Mormant De Snagov - 2013
Mormant De Snagov – 2013

Domnul: I think that Christianity is the main target because the first and the second wave of black metal very strongly concentrated on regions where Christianity is the biggest religion. The globalization has accelerated during the few last years, very fast, and religions from around the globe are mixing more and more. We have seen black metal attacks against Islam lately. There are even anti-Islamic bands from Iraq, or at least bands that claim to be from that area. I believe it’s a growing trend to see bands rising against Islam, because no one wants to have any more religions in one’s homeland than they already have.

I have been thinking about for example Buddhism and why it’s not a target of resistance in such a large scale. I think for example Buddhism is such a distant thing for western people that it’s not worth a target for criticism. Maybe in the future we will see more and more resistance of different religions in black metal.

Jason: What does the future hold for Mormantv de Snagov? Is there more music in the works? Any plans for live performances?

Domnul: We have three new songs composed and we are planning to record them soon. Some of the new songs are very long and progressive and some are more straightforward. We don’t know yet how to release new material. It might be not released at all, it might be and EP or even a full length album when we make more songs. Time will tell. We are always ready to play live shows. We have none in plans at the moment but usually something comes up every now and then.

Jason: Thanks again for taking time out for this interview. Do you have any closing words for our readers?

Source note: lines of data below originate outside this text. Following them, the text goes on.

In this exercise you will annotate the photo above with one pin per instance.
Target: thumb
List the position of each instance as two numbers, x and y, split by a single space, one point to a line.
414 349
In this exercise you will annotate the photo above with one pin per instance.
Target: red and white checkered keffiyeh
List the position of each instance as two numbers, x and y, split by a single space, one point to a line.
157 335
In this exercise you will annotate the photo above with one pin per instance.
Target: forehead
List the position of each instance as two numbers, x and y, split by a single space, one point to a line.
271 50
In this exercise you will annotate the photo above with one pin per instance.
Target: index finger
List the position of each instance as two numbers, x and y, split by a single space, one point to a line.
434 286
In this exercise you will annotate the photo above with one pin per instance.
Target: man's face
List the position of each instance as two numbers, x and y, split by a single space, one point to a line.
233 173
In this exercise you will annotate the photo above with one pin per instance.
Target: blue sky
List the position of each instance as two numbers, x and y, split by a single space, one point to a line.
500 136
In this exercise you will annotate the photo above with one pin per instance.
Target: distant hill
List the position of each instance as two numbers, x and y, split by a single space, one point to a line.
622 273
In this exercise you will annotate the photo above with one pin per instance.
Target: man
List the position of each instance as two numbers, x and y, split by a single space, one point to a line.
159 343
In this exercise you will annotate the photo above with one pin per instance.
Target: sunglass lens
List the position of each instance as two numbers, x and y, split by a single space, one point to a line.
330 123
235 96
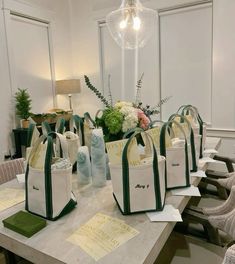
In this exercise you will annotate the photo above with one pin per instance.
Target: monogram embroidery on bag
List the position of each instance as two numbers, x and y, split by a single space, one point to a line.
138 186
175 164
35 188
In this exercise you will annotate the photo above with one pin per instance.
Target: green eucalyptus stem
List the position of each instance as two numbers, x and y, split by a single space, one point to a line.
138 90
97 92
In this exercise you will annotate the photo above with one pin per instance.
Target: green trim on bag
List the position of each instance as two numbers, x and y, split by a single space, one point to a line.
163 153
192 143
46 127
26 187
61 125
125 177
30 134
87 117
47 174
79 124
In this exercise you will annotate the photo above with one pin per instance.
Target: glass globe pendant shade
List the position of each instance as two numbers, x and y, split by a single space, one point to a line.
131 25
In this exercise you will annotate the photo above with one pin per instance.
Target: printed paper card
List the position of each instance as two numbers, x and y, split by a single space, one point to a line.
101 235
169 214
10 197
187 191
115 150
198 173
210 151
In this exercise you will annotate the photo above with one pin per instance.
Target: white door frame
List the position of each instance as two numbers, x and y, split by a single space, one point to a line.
177 9
37 15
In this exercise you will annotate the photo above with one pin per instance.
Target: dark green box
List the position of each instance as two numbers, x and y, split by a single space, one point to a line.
24 223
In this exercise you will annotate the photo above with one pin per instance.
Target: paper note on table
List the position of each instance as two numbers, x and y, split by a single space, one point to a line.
101 235
207 160
210 151
169 214
187 191
10 197
198 173
20 178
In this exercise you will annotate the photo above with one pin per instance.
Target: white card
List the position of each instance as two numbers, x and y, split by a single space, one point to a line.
210 151
198 173
187 191
205 160
20 178
169 214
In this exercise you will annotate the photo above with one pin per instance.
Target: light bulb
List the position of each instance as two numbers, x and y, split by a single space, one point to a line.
123 24
132 25
136 23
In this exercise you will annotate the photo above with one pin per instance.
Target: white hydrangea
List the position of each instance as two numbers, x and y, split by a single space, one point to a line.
121 104
128 110
130 121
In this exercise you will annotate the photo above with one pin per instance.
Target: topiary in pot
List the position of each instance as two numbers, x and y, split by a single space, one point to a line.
23 105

Domnul: Keep on supporting underground metal. The bands and the fans need the labels, and labels need to sell stuff to stay alive. Buy albums, buy t-shirts and come to live shows. In a level where for example we operate, we do not earn any money from the music. We don’t even want to. We just want to make more music and print more t-shirts and play gigs. It all costs money and getting at least some money back is a positive thing. We all have to work in day jobs and that’s a fact that won’t change when making extreme metal. We wouldn’t even want to earn our living making black metal because that would lead us to situation where our lives depend on our music, and eventually that would affect the style of the art.